May 6: Weight
I don’t think it will be a surprise to anyone that I am concerned about my weight. The fact that women are concerned about the way they look is something that we just accept as normal and, dare I say it, even expect.
Think about how you, your friends or the media reacts when a woman owns who she is. We all become a little outraged when we see a fat girl in a bikini or a woman who clearly isn’t bothered about what is going on with her face or body.
On the other hand, we also become outraged when a woman cares too much about how she looks. If a woman goes under the knife to adjust her face or body; if she wears too much makeup or spends a long time getting ready then we deem her a superficial and stupid.
Honestly, as a woman it really does feel like your fighting a losing battle with everything you do.

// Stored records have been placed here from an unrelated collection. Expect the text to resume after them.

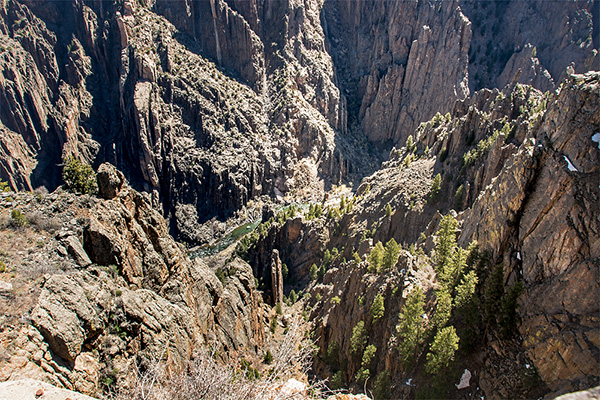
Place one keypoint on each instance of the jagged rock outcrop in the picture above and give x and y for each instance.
(276, 278)
(141, 297)
(110, 181)
(523, 176)
(561, 33)
(393, 61)
(551, 239)
(524, 67)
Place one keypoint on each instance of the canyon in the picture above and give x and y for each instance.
(251, 155)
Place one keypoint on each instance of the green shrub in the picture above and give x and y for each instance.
(79, 177)
(337, 381)
(410, 144)
(293, 296)
(508, 311)
(443, 309)
(268, 357)
(368, 355)
(17, 218)
(362, 375)
(459, 197)
(332, 355)
(314, 270)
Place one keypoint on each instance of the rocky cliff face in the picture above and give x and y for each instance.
(523, 177)
(138, 298)
(401, 62)
(197, 102)
(201, 120)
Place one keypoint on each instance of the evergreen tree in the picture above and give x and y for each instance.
(411, 326)
(314, 271)
(392, 251)
(358, 341)
(79, 177)
(377, 308)
(436, 185)
(465, 290)
(442, 350)
(443, 309)
(376, 258)
(410, 144)
(445, 243)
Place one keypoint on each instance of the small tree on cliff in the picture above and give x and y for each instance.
(79, 177)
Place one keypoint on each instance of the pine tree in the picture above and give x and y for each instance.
(377, 308)
(442, 350)
(443, 309)
(392, 251)
(436, 185)
(410, 144)
(376, 258)
(358, 341)
(465, 290)
(411, 326)
(388, 210)
(445, 243)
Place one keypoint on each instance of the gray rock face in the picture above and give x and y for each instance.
(276, 278)
(75, 249)
(140, 298)
(110, 181)
(65, 316)
(390, 57)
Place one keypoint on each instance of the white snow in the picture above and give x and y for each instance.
(570, 164)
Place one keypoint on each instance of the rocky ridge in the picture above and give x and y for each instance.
(136, 298)
(505, 160)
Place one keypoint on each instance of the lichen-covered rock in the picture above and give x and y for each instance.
(65, 316)
(110, 181)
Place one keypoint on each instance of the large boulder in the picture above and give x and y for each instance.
(65, 316)
(110, 181)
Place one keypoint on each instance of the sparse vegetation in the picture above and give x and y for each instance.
(411, 326)
(358, 341)
(79, 177)
(377, 308)
(375, 259)
(436, 185)
(442, 350)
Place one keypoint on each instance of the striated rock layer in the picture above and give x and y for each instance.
(140, 301)
(521, 170)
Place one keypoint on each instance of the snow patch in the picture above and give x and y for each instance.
(570, 164)
(464, 380)
(596, 138)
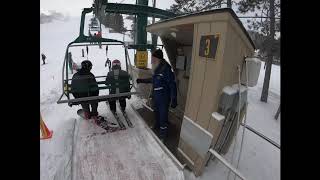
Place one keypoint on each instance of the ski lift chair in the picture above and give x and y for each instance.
(66, 81)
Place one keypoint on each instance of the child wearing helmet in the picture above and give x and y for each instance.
(84, 84)
(120, 83)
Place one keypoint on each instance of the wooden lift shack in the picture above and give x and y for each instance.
(205, 50)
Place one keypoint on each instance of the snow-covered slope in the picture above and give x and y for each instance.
(131, 154)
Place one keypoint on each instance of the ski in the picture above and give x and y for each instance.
(125, 115)
(121, 125)
(101, 122)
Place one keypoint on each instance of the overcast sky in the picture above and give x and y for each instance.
(74, 7)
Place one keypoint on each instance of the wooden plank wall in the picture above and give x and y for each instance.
(208, 77)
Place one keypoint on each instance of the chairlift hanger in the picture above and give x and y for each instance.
(83, 40)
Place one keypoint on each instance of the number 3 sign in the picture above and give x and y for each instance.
(208, 46)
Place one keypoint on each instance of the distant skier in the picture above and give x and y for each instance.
(84, 84)
(120, 83)
(43, 57)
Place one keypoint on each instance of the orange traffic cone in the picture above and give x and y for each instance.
(46, 134)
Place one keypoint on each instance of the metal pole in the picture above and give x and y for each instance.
(221, 159)
(277, 114)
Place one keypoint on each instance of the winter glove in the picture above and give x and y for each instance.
(174, 103)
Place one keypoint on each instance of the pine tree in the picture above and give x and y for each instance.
(267, 26)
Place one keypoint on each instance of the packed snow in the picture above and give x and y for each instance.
(260, 160)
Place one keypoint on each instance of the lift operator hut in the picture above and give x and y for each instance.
(204, 50)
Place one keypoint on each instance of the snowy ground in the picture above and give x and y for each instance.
(260, 160)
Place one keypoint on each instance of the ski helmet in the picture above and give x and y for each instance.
(86, 65)
(116, 63)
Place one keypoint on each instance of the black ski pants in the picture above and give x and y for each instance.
(112, 104)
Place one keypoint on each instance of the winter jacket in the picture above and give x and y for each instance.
(164, 85)
(119, 81)
(84, 84)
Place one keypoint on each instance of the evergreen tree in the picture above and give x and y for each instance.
(267, 24)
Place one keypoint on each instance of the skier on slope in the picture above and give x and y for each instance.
(164, 91)
(84, 84)
(120, 83)
(43, 57)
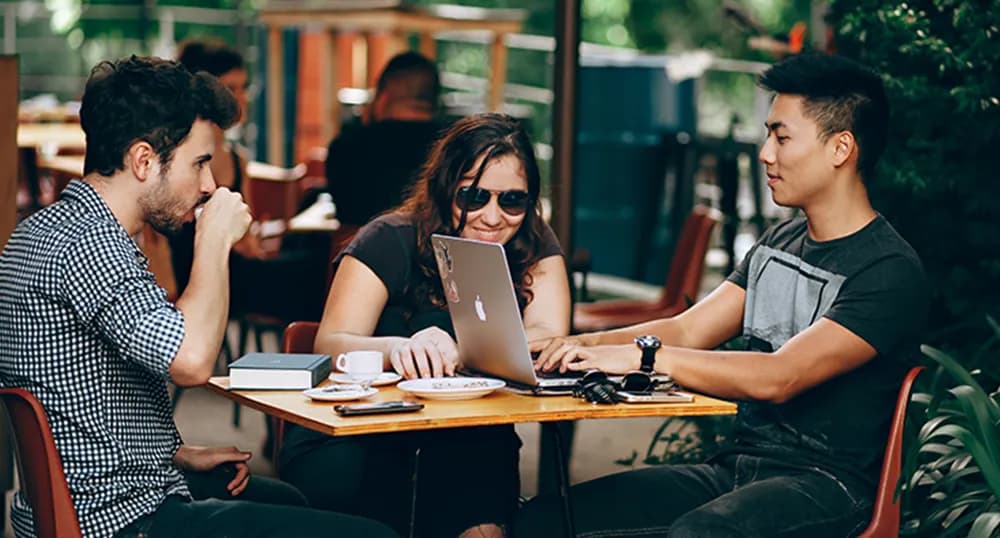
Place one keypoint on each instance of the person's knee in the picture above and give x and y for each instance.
(541, 516)
(702, 523)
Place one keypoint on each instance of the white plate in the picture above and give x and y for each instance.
(339, 393)
(385, 378)
(451, 388)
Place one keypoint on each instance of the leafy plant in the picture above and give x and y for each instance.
(954, 467)
(936, 57)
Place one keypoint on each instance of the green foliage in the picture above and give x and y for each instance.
(937, 182)
(953, 468)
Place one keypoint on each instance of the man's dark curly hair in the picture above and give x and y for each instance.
(840, 95)
(147, 99)
(453, 157)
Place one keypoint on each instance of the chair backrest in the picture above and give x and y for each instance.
(688, 263)
(885, 515)
(42, 479)
(299, 337)
(272, 192)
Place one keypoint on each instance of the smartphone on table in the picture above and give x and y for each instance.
(375, 408)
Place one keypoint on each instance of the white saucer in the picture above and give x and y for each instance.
(451, 388)
(339, 393)
(385, 378)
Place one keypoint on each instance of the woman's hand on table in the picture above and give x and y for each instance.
(205, 459)
(430, 352)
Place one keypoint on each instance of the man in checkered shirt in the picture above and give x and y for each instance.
(85, 328)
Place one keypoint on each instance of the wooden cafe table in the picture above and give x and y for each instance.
(500, 407)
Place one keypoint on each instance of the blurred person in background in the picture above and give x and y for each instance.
(369, 168)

Personally, I started to feel weird about my body when I got into secondary school. For most of my childhood I didn’t really care how I looked, but I did always think that I was different to other girls and that was a bad thing.
I’ve always had insecurities, even as a little girl. The very first thing I remember being concerned about was my voice. In nursery, at which point you are around three or four years old, I remember worrying that I didn’t sound like other girls because my voice was deeper. This naturally meant that I mustn’t be good enough.
The insecurities I felt about myself got worse, as I think they do for all of us, when I became a teenager. At around fifteen or sixteen I honestly thought I was the ugliest, fattest, nastiest person that had ever been born.
I spent so much time as a teenager faffing on with myself, trying to make myself prettier. I’d like to say that now I’m in my twenties it’s all gone away – but I still have my moments. Many of them.
For the past few years, my weight has been a huge concern for me. I have always been quite big, quite chunky. I have wide shoulders, wide hips and wide thighs as it’s just the way I’m made. My family is quite broad, so there was no way I wasn’t going to be.
Since going to university, getting into a relationship and going on contraception I have piled on the pounds (stones, should we say). From the ages of eighteen to where I am now at twenty-three I have put on so much weight.
These were very transformative years in many ways and so much has happened to me during this time. Almost all of it, whether good or bad, has been punctuated with me feeling bad about my weight.
I don’t think our obsession with weight and how other people look will go away soon, but you can start to make a difference with yourself. We are always our own worst critics and I know that I can be horrible to myself.
At the moment, I am actually trying to control my weight a little bit. I haven’t been treating my body the way I should – falling into bad habits of binge eating and not moving. Not only has this caused by body to get bigger and my jeans to feel a little tighter, but it has always hugely impacted my mental health.
I am currently on a journey of relearning everything I thought I knew about my body and how I should treat it. Old habits die hard and I am finding it quite hard to look after myself the way I should; the way I need.
But I’m determined.
I just want to say that your weight is not all that you are and it is something that shouldn’t hold you back. I don’t even want to be cliche and say that you should be looking after yourself properly, because what you do and how you eat is none of my business.
I think we all just need to take on that attitude – what other people do is none of your business. It’s hard, because I am as nosy as they come, but it really doesn’t matter in the grand scheme of things.
I hope you are okay and are treating yourself kindly. You deserve it.
I think this may be the longest post from this challenge and I certainly could have went on for longer. I’m sorry it’s late, but I knew I had a lot to say and simply didn’t have the energy yesterday.
Let’s see what the rest of the challenge brings!